Bookbuyer's
Bookend
G. Hodder and Stoughton, as befits publishers founded in congregationalist spirit, have usually tended to keep a low profile. With a fine religious list and wide range of comfortably clean fiction (Norah Lofts, Mary Stewart, Anya Seton, Elizabeth Goudge) this nineteenth century family business prefers quite reasonably to avoid the brasher excesses of some of its noisier rivals. Characteristically, Hodder chose not to respond to recent criticisms in the letter column of the Times over the publication of hi-jacker Leila Khaled's book, Let My People Live. (Not surprisingly the British Airline Pilots Association had taken an unsporting view of the idea, and so, too, had several ordinary citizens who thought that such a widely condemned criminal deserved a fate even worse than authorship.)
When, several days later, the controversy refused to lie down, Hodder finally admitted that although they did not particularly want to say anything of their own, they did rather agree with the defence of the Sunday Telegraph's editor who was also criticised for publishing an extract from the book — he thought that it was a matter of public interest and that, Miss Khaled's cause needed to be understood. The publishers, who two years ago issued a John Gardner novel about hi-jacking, went on to add that everything was all right because the royalties for Let My People Live were going not to the author but her friend George Najjar who ' edited ' it. In view of Hodder's dignified and undemonstrative attitude towards such sensitive material, Bookbuyer is surprised that they should now be advertising it as "The book that is making news." It would make more news if the public refused to buy it.
British Printing Corporation's Queen Anne Press are an imprint to watch. Until BPC bought it from Lord Thomson in the late 'six ties it had produced sponsored publications for any company prepared to put up enough money or purchase enough copies. In 1970 Queen Anne's new management decided to tailor the sponsorship concept to a specialised
area, and opted for sport. With sundry cigarette manufacturers wondering where on earth to spend their advertising budgets, Queen Anne's editor had little difficulty in finding companies prepared to put up anything between 0,000 and £20,000 towards the cost of producing and promoting such titles as Rothman's Football Yearbook (sales last year of nearly 100,000), Wills Horse and Rider Yearbook, Woodbine Angling Yearbook, John Player Cricket Yearbook, and several others. Last week Queen Anne quietly acquired Playfair Publications, whose small-format cricket and football annuals have been steady sellers (around 50,000 each last year) since they were first launched by the News Chronicle many moons ago. This gives their new owners the makings of a monopoly in the profitable field of statistical sports books (Whitaker's Wisden excepted)—which goes to show that it is still possible for a small publishing operation to corner a large slice of a book market in a very short pace of time — and on someone else's money. Shall we see other publishers following suit? Could the day come when Collins sublimate their New Naturalist series with a sponsored history of Rio Tinto Zinc?

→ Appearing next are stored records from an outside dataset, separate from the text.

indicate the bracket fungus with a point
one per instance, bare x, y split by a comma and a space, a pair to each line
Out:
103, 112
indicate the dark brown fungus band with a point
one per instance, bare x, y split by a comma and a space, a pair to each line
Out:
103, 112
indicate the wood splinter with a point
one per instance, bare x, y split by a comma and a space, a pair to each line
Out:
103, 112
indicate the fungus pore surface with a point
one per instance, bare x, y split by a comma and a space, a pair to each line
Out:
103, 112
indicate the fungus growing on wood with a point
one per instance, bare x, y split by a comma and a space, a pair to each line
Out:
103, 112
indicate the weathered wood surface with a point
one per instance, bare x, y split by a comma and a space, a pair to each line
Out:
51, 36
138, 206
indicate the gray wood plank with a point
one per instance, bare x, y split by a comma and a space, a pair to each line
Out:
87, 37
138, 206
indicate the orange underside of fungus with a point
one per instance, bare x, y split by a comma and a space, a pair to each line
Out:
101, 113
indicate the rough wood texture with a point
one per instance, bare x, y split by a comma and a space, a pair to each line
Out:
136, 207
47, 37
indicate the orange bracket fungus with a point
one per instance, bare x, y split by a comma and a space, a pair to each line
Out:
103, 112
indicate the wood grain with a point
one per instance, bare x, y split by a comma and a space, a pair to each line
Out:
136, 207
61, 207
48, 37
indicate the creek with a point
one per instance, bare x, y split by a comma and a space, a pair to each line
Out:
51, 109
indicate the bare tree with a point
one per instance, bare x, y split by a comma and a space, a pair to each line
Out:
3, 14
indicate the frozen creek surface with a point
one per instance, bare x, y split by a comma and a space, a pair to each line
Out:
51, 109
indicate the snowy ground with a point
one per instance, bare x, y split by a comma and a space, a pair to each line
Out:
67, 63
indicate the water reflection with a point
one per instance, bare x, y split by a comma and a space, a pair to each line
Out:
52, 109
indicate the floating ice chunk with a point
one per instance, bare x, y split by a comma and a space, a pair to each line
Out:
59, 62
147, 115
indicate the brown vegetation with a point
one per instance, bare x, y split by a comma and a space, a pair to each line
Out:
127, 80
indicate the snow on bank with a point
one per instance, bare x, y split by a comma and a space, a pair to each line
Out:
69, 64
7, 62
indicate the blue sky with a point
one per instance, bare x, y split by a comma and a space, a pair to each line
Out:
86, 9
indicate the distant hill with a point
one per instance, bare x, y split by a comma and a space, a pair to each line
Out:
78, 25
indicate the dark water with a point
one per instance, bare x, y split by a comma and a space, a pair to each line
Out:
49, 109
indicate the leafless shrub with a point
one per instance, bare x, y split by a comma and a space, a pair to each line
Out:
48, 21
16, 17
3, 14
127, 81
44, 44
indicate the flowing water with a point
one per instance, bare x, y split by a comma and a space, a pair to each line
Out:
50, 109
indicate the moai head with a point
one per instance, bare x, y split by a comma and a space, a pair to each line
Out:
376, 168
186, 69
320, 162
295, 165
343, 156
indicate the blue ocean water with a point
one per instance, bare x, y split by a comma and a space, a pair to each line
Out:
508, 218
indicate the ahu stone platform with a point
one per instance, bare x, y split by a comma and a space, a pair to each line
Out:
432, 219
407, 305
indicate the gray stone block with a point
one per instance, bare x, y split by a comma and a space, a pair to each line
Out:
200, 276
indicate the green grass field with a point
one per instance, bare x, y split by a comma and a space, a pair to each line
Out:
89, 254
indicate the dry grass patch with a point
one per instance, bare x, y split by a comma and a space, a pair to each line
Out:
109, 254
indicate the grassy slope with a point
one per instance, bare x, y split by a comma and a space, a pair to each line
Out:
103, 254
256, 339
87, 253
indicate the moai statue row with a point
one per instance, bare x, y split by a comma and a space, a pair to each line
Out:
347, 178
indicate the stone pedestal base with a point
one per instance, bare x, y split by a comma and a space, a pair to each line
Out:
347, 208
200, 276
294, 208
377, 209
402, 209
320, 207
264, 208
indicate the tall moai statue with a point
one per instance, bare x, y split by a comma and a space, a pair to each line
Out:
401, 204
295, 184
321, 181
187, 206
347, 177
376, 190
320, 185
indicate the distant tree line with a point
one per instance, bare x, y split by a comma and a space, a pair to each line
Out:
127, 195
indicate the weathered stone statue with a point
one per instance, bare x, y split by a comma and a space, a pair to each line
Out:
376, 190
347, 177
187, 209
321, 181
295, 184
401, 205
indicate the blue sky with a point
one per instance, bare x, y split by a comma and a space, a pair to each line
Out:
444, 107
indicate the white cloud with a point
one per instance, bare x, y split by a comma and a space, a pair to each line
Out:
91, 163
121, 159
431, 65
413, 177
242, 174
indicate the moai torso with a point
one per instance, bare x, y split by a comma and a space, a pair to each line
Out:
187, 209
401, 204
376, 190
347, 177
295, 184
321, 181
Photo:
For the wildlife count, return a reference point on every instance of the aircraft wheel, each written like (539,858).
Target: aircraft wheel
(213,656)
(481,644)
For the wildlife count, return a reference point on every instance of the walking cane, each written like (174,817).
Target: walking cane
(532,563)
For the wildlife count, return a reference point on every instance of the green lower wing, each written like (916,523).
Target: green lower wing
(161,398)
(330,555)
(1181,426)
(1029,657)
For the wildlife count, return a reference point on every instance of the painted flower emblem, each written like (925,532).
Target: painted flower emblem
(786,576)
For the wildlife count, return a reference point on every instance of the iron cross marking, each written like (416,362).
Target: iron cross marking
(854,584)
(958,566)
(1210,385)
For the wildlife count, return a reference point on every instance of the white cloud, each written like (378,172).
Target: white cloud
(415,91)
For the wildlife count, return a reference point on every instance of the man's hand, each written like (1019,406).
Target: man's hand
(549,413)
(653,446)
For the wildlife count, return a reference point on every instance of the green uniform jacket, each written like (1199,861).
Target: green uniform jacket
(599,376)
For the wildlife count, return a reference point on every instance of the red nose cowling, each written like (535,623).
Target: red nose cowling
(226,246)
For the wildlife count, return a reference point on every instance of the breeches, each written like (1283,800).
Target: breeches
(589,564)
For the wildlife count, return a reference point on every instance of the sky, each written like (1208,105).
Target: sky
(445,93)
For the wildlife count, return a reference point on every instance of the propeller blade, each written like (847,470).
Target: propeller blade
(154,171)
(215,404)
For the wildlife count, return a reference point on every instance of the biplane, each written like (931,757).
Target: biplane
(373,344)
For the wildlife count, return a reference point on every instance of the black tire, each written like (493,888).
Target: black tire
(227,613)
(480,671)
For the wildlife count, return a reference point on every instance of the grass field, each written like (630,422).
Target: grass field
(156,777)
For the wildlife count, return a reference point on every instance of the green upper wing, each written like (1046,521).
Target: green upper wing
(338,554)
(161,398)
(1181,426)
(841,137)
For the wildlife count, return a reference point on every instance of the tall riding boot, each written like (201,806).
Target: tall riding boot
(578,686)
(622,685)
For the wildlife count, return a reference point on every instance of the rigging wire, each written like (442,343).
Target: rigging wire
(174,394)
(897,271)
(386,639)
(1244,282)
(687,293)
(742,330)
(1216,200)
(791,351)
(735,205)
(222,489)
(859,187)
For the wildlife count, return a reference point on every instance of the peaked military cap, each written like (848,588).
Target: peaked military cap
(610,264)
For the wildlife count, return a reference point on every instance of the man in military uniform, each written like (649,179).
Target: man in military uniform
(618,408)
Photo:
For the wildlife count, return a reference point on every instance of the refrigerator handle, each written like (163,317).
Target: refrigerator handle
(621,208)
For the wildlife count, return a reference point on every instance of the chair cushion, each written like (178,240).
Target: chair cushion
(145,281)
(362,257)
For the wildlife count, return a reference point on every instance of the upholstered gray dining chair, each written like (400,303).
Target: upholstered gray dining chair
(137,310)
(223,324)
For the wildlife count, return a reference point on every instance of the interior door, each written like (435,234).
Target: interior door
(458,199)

Bookbuyer is sorry to learn that on top of all its turmoil of recent weeks, Pergamon Press has now had a fire. Unlike a similar misfortune of several years ago, when a number of valuable scientific magazines were destroyed, this latest at the firm's Hadington Hall premises on Thursday night — did not, happily, damage any warehouse stocks, merely some sales documentation. Bookbuyer hopes that things will be back to normal soon and that the losses are not irreplaceable.